How solid is your sales pipeline? 5 fixes that will change everything.

If I asked you, at this moment, how many opportunities in your sales pipeline were likely to close, what would your answer be?

A quarter?

Half?

All of them?

What’s a sales pipeline?

Too much optimism

There are a lot of things that go into generating and closing a lot of sales. I will talk about some in a moment. But before we get to that, I want you to know the biggest cause of sales  pipeline constipation: too much optimism.

Here are common things I hear from my clients:

“I really think this one will close because they said they were really interested.”

“We had a great vibe. I feel good about it.”

“I have no idea what happened. I was sure this project was going to happen. We had so many meetings. I was just informed they went with someone else. What am I going to do now?”

You need to have a huge amount of optimism and enthusiasm in business because it is the fuel that activates you doing the work you were put here on this earth to do.

Use all of it when you make a great connection with a potential client who you know you can help.

Give them a clear proposal and genuinely express your enthusiasm to work with them.

Then, when you have done all you can do, let the rest gloriously go.

Until you have your check or deposit in the bank, consider that you have no chance of closing this business, and continue seeding new opportunities.

This attitude will give you so much more peace of mind, and a much more accurate sense of pipeline.

The reality is, we often need ten times the amount of sales opportunities than we think we do to generate income stability and growth.

5 Fixes that will change everything

1. Qualify, qualify, qualify

What questions do you ask in your sales process? Do you spend a lot of time getting to know what your clients are trying to accomplish, and why it is important? Do you know when they need to have that thing you are helping them do done? Exactly? What will happen if it doesn’t get done?

Build a consistent list of questions for the beginning of your sales process to be sure that you deeply understand the problem or challenge faced by your prospective client.

Use this to build a clear and feasible solution, at a price resonant with the value and the financial resources of the client.

2. Simplify your proposal process

About 2  years ago, a beloved client was stuck with a gloriously slow sales pipeline. Things were just not moving, and when opportunities arose, it would be a huge, stressful effort to get a proposal out the door.

We evaluated her proposal process, and it turned out, it took about 20 hours of work to get a completed proposal.

She re-engineered the entire process, and ended up getting it to a manageable 2 hours of work.

Pairing extremely consistent marketing actions over time, with her renewed rigor in her sales process, she ended up totally turning things around, to the point of having overflowing amounts of work.

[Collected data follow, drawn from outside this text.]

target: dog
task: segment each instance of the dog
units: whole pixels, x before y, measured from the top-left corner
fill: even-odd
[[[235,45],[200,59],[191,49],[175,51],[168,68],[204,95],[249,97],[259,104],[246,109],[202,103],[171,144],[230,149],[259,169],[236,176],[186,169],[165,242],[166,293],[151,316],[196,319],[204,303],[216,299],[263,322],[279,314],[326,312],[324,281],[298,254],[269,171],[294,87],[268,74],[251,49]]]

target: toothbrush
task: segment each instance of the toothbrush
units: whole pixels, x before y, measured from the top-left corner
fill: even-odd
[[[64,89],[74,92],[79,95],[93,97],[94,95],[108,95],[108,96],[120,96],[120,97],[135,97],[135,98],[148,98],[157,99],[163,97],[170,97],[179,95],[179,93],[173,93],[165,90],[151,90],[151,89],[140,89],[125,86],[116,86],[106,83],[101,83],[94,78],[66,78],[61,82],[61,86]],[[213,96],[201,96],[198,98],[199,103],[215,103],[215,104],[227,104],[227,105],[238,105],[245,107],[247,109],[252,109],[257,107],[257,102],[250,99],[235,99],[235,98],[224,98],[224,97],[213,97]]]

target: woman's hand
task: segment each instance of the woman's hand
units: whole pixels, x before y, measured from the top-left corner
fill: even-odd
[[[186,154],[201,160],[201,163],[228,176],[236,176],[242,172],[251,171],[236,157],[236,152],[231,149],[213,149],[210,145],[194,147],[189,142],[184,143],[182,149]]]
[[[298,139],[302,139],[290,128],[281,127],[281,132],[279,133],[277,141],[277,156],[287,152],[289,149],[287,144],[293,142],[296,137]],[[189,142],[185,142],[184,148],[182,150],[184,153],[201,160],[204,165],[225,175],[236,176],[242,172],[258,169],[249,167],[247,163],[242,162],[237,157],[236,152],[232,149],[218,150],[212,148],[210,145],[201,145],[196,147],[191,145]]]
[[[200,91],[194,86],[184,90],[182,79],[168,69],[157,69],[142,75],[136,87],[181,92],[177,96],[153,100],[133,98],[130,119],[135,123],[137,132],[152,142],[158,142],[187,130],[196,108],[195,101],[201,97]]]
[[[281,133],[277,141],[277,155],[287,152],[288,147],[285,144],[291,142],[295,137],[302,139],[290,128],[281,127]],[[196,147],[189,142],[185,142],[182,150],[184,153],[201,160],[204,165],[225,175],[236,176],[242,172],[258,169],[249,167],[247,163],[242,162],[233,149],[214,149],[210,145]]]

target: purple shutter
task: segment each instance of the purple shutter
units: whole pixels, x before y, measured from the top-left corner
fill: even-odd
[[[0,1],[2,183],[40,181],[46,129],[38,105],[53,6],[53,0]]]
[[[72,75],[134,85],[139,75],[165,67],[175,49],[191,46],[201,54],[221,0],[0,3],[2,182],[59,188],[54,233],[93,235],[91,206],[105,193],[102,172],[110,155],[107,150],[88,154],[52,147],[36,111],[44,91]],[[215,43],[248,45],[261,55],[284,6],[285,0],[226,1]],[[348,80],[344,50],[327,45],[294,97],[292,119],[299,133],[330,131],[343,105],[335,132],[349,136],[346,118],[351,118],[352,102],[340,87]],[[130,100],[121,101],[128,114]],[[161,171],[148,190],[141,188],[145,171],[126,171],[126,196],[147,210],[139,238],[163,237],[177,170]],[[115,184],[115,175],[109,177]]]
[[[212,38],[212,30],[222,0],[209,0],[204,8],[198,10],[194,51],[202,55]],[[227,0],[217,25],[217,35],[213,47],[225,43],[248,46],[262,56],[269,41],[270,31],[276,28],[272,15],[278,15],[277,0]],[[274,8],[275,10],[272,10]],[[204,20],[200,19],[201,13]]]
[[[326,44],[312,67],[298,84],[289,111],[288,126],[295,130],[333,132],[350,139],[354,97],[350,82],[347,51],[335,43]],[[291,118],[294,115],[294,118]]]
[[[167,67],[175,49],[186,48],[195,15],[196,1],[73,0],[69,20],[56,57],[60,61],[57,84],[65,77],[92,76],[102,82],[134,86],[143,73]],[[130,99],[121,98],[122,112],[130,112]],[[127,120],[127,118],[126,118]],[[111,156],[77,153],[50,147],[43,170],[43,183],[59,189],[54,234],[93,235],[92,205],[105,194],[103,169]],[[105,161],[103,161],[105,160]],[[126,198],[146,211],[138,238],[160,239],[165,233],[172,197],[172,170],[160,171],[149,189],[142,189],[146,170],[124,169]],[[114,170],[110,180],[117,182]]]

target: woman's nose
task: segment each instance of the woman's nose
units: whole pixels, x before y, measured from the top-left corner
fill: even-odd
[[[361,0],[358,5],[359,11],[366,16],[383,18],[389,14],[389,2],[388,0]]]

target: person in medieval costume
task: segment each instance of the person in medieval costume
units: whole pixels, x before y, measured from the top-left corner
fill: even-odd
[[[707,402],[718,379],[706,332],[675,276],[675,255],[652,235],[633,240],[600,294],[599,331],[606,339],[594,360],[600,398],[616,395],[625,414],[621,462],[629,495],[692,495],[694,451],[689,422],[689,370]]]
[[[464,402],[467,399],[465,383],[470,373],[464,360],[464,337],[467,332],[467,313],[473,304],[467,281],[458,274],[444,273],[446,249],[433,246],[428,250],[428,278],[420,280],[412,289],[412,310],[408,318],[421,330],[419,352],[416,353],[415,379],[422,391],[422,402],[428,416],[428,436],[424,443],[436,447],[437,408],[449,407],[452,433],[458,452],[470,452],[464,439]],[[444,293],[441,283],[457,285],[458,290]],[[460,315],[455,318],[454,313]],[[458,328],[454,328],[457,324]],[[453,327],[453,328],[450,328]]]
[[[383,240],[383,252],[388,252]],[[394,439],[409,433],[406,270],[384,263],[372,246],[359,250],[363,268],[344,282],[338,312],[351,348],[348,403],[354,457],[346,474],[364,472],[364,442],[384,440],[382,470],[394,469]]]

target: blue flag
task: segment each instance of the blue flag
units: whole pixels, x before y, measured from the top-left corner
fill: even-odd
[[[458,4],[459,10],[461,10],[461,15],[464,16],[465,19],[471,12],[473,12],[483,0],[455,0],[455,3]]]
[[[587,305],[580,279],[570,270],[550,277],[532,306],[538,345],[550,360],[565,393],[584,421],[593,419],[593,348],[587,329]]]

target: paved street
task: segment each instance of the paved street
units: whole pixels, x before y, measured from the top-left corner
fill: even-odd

Check out Hubspot’s recent post on recommended proposal software.

3. Don’t trust the Maybes

One of my past clients, Skip Miller, would always say “Yes’s are great. Nos are great. Maybes will kill you.”

Believing that deals in your pipeline will close is the biggest killer of sales momentum, and frankly, your emotional well-being.

After talking with an ideal client, it is normal to get really excited about working with them. If you aren’t careful, you can get ahead of yourself and actually believe you are already working with them, and don’t need to talk to anyone else.

A maybe is not a yes.

Consider it a no.

And go plant some more seeds.

4. Tell people what you do, and why you love it

I work with a lot of people who are generous and humble. They don’t feel comfortable blasting everyone about how great they are all the time.

The thing is, effective selling is not blasting people.

It is, as my friend Phil Jones says in his audio book How to Persuade and Get Paid, “Building enough trust to make a recommendation.”

I hope you are in the kind of business that you believe in. I hope you truly get joy from doing the work. And I hope that you feel so excited when your clients have success that you can’t wait to share it with with everyone.

If this is the case:

Do your neighbors know what you do?

Do you sport parent friends know what you do?

Do your past clients, peers, and fellow employees have a clear sense of what you are doing now?

What benefit are you getting from withholding this information?

Tell them! And watch more opportunities appear.

5. Ask for a decision

Your main goal in sales is not to get a close, but rather to get a decision, yes or no. If you don’t have a decision, as Skip says, you have a Maybe.

Before you leave a sales conversation, define the next steps, check to make sure that your prospective client is in a place to make a decision, then outline a specific date to make a decision.

To respect both of your efforts and energy, you need to make a decision in a timely manner.

If they don’t respond to you in that timeframe, they have other priorities, and that is ok.

As for you, you have problems to solve, things to build, and people to help.

Get out there and plant some more seeds.